Stream Concurrency (or lack thereof) on GTX 480

I am trying to write a program that takes smaller chunks of data and runs a histogram over them to find the frequency of symbols. This will eventually be used as a portion of a GPU compression algorithm.

I’m trying to look at it from the standpoint of making a single block of data use a single CUDA block, and rely on concurrent kernels to maximize the occupancy of the card. This allows me to compress shorter files without wasting the rest of the GPU, and to keep the GPU full while it’s doing the scatter/gather portions of the algorithm that work best in a single block.

Here’s the problem. When I attempt to split the execution into multiple streams and execute the same kernel for different data in different streams (the kernels only use one block), the kernels serialize behind each other. I would expect it to run the kernels together at the same time on different multiprocessors, but it doesn’t seem to work that way. Even more serious, it won’t overlap communication and processing… the downloads back to main memory wait until all kernels have completed, not just the one in their stream.
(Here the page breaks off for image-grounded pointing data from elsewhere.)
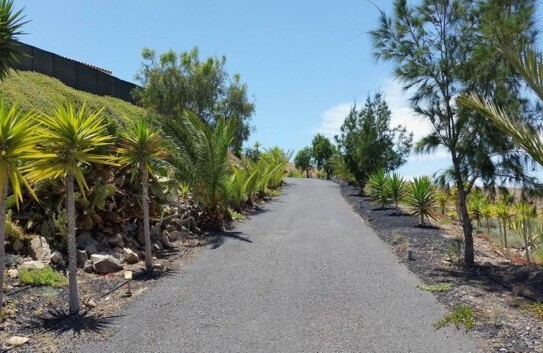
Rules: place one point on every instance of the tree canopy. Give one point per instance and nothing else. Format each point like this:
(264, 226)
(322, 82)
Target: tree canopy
(369, 143)
(173, 83)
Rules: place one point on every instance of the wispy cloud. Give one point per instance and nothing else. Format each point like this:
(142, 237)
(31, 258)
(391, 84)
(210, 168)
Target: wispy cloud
(332, 119)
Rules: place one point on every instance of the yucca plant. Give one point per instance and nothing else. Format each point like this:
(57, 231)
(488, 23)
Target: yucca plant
(442, 199)
(396, 188)
(377, 188)
(503, 213)
(11, 22)
(201, 158)
(421, 198)
(18, 143)
(69, 140)
(475, 206)
(525, 214)
(140, 148)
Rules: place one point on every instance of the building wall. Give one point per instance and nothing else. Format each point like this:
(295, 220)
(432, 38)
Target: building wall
(74, 74)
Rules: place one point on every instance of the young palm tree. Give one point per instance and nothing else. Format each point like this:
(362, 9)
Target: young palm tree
(69, 140)
(139, 147)
(377, 187)
(18, 143)
(420, 196)
(503, 213)
(201, 157)
(396, 188)
(11, 22)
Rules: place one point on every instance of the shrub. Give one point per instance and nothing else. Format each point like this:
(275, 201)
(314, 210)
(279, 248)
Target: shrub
(42, 277)
(420, 196)
(461, 314)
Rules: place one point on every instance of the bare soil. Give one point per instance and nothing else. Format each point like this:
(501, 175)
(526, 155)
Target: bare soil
(498, 290)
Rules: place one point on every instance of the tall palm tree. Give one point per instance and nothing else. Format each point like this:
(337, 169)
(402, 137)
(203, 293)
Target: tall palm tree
(11, 22)
(70, 139)
(139, 147)
(18, 143)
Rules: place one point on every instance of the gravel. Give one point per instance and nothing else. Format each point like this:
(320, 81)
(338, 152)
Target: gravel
(304, 275)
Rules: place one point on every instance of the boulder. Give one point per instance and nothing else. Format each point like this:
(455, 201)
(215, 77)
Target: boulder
(116, 241)
(39, 249)
(33, 265)
(82, 257)
(130, 256)
(105, 264)
(165, 240)
(56, 257)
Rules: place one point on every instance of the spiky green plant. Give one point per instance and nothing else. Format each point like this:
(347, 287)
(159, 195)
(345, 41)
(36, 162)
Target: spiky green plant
(140, 148)
(11, 22)
(18, 143)
(396, 188)
(201, 158)
(377, 188)
(503, 213)
(525, 213)
(421, 198)
(69, 140)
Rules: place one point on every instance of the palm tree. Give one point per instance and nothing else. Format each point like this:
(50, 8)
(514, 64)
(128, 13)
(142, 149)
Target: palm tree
(201, 158)
(139, 147)
(18, 144)
(420, 197)
(11, 22)
(70, 140)
(377, 187)
(396, 188)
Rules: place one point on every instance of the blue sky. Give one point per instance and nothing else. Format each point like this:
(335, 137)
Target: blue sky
(305, 62)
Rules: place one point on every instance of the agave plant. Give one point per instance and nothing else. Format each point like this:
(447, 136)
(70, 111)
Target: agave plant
(11, 22)
(396, 188)
(18, 144)
(421, 198)
(377, 188)
(140, 148)
(69, 141)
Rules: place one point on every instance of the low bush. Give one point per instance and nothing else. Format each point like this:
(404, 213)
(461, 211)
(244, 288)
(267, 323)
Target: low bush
(42, 277)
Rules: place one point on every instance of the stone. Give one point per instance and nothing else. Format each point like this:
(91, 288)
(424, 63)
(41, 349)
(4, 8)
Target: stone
(82, 257)
(165, 240)
(16, 341)
(39, 249)
(130, 256)
(56, 257)
(88, 266)
(116, 241)
(33, 265)
(105, 264)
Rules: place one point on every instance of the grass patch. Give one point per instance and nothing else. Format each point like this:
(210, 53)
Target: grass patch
(460, 315)
(44, 277)
(536, 309)
(438, 287)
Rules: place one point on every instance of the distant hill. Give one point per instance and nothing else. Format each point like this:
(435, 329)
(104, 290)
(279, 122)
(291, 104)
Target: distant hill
(34, 91)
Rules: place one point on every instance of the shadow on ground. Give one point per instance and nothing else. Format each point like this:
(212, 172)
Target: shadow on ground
(60, 321)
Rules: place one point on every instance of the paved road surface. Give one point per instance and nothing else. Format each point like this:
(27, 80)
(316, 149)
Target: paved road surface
(311, 278)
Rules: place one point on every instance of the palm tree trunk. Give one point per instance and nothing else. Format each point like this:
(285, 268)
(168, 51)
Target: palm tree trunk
(2, 240)
(146, 227)
(72, 251)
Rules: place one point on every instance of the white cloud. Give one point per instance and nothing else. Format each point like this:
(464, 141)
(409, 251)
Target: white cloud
(332, 119)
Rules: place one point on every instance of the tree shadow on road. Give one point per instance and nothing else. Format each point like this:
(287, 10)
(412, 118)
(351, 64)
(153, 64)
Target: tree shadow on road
(59, 321)
(221, 237)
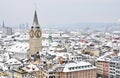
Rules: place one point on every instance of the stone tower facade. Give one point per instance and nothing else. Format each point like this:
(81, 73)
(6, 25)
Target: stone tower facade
(35, 33)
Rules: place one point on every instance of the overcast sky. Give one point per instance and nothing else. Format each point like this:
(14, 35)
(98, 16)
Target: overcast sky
(15, 12)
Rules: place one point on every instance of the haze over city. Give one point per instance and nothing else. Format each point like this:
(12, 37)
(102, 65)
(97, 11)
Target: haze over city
(50, 12)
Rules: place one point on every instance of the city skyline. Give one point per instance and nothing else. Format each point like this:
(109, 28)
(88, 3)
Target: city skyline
(59, 12)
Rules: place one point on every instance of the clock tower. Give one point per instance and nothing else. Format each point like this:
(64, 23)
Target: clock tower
(35, 34)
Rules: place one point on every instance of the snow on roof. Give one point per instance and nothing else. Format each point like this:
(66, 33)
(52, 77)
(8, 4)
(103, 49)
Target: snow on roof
(13, 61)
(3, 67)
(104, 57)
(77, 66)
(31, 68)
(19, 47)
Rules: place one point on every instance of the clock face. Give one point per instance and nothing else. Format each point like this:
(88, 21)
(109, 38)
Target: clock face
(31, 33)
(38, 33)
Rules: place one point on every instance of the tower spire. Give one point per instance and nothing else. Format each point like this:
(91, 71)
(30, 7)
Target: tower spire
(3, 24)
(35, 20)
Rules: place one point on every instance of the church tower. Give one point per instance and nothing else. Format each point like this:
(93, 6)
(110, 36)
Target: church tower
(35, 33)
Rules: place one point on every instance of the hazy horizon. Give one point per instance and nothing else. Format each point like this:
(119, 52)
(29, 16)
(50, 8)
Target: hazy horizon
(50, 12)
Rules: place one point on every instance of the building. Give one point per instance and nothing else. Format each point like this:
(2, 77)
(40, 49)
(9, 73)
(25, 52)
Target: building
(35, 40)
(115, 67)
(71, 70)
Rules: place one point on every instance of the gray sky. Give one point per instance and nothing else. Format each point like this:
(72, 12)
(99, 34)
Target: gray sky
(15, 12)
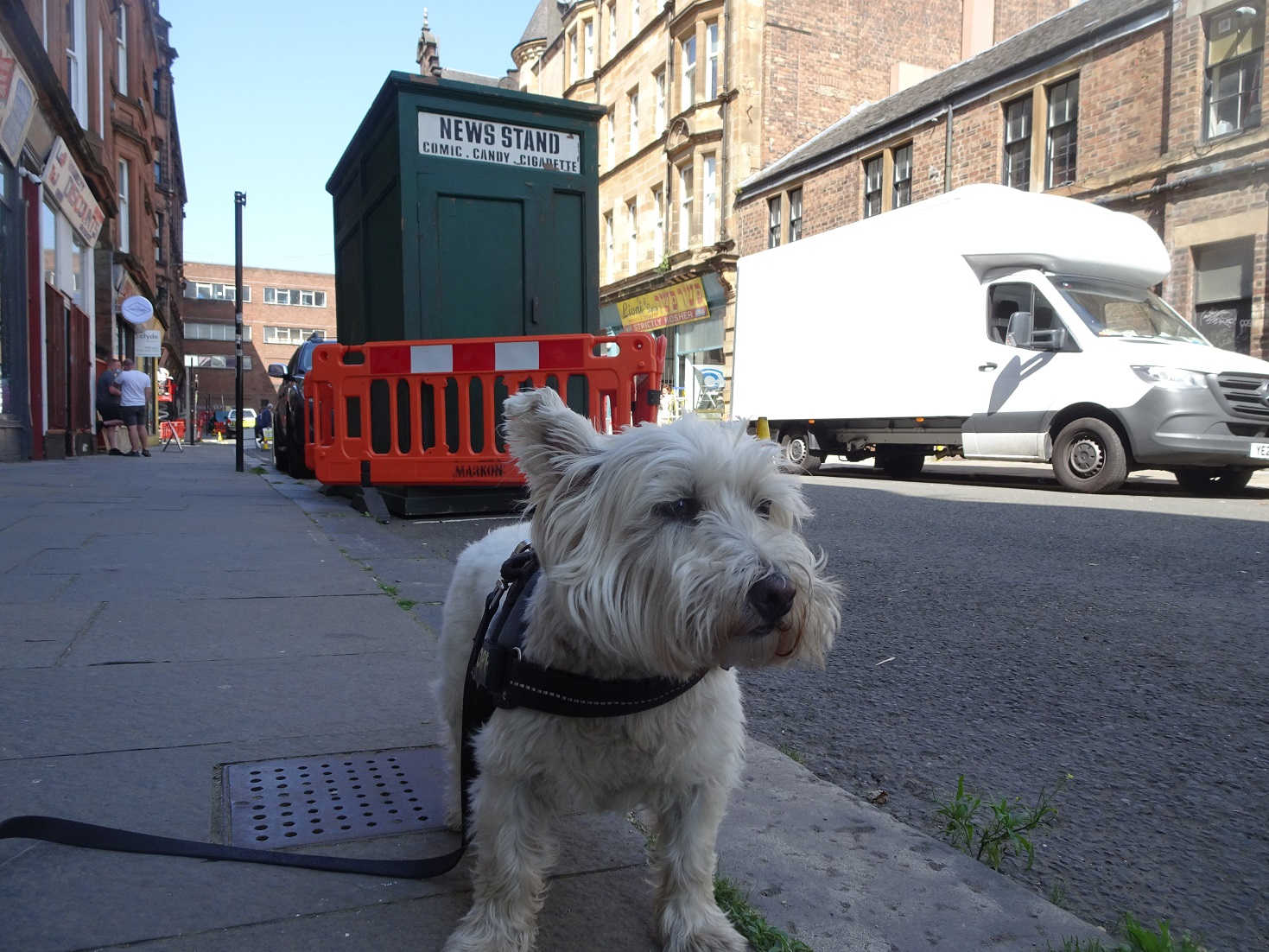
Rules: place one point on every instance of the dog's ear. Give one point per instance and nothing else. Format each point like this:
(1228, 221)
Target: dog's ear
(546, 437)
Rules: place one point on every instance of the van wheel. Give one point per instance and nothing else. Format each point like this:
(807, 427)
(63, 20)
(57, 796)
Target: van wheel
(898, 464)
(1089, 457)
(1195, 479)
(798, 454)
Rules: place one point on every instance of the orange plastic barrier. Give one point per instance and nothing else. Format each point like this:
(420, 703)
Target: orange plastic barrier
(429, 411)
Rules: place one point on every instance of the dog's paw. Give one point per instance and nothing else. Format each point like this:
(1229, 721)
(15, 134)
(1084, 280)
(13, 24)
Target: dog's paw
(714, 933)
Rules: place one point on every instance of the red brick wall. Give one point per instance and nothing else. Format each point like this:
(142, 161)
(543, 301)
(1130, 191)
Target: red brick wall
(820, 60)
(1015, 16)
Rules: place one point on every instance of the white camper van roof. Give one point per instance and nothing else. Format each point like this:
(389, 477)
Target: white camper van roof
(993, 226)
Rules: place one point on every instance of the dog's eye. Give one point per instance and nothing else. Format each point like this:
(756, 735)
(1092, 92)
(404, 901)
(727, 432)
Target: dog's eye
(685, 509)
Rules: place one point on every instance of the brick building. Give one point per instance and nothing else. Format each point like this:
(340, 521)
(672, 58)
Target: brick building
(92, 207)
(702, 94)
(279, 311)
(1141, 105)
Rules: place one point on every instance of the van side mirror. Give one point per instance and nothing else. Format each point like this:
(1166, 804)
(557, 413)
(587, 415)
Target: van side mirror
(1020, 324)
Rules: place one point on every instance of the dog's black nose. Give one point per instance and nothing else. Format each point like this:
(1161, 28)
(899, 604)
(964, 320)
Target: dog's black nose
(771, 597)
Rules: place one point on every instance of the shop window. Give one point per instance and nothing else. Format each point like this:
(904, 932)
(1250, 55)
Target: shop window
(1235, 57)
(1018, 124)
(1222, 294)
(1063, 117)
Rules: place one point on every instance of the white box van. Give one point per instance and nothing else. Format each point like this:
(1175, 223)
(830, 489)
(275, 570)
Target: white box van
(1003, 324)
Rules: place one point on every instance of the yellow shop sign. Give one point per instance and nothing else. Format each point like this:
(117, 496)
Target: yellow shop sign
(676, 303)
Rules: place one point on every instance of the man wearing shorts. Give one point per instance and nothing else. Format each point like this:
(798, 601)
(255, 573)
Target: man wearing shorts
(133, 397)
(108, 403)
What am I missing?

[codebox]

#include

#include

#include

#include <sys/time.h>

#include <stdlib.h>

#define MAX_CUDA_SIZE 524288 //512 threads per block * 1024 data per thread

#define THREADS_PER_BLOCK 512

#define BYTES_PER_THREAD 1024

#define NUMBER_OF_STREAMS 4 //should be more than the number of blocks to occupy the GPU

#define DATA_BUCKETS 256 //must be power of 2

typedef unsigned char DATA;

typedef unsigned int uint;

typedef unsigned char uchar;

using namespace std;

double etime() {

struct timeval t;

gettimeofday(&t, NULL);

return t.tv_sec + 1.e-6*t.tv_usec;

}

global void gatherFrequencies(DATA *input, uint inputLength, uint *freqTable)

{

for (int i = threadIdx.x; i < DATA_BUCKETS; i += blockDim.x) freqTable[i] = 0;

__syncthreads();

for (int i = threadIdx.x; i < inputLength; i += blockDim.x) {

	atomicAdd(freqTable + input[i], 1);

	int waste = 0;

	for (waste = 0; waste < 100000; waste++) waste += 1;

	input[i] = waste;

	//freqTable[input[i]]++;

}

}

int main(int argc, char **argv)

{

cudaSetDevice(0);



cout << "Encoding random" << endl;

cudaStream_t streams[NUMBER_OF_STREAMS];

DATA *Hdata[NUMBER_OF_STREAMS], *Ddata[NUMBER_OF_STREAMS];

uint *Hfreq[NUMBER_OF_STREAMS], *Dfreq[NUMBER_OF_STREAMS];

int stream;

for (stream = 0; stream < NUMBER_OF_STREAMS; stream++)

{

	cudaStreamCreate(&streams[stream]);

	cudaMallocHost(&Hdata[stream], MAX_CUDA_SIZE * sizeof(DATA));

	cudaMalloc(&Ddata[stream], MAX_CUDA_SIZE * sizeof(DATA));

	cudaMallocHost(&Hfreq[stream], DATA_BUCKETS * sizeof(int));

	cudaMalloc(&Dfreq[stream], DATA_BUCKETS * sizeof(int));

	for (int i = 0; i < NUMBER_OF_STREAMS; i++)

		Hfreq[stream][i] = 43;

}	

stream = 0;

cudaEvent_t preupload[NUMBER_OF_STREAMS];

cudaEvent_t upload[NUMBER_OF_STREAMS];

cudaEvent_t pregather[NUMBER_OF_STREAMS];

cudaEvent_t gather[NUMBER_OF_STREAMS];

cudaEvent_t predownload[NUMBER_OF_STREAMS];

cudaEvent_t download[NUMBER_OF_STREAMS];

for (int i = 0; i < NUMBER_OF_STREAMS; i++) {

	cudaEventCreate(&preupload[i]);

	cudaEventCreate(&upload[i]);

	cudaEventCreate(&pregather[i]);

	cudaEventCreate(&gather[i]);

	cudaEventCreate(&predownload[i]);

	cudaEventCreate(&download[i]);

}



int bytesRead = MAX_CUDA_SIZE*sizeof(DATA);

cout.setf(ios::fixed);

cout << setprecision(3);

cout << setw(8);

cout << "Processing " << bytesRead << " bytes of data.\n";

for (stream = 0; stream < NUMBER_OF_STREAMS; stream++)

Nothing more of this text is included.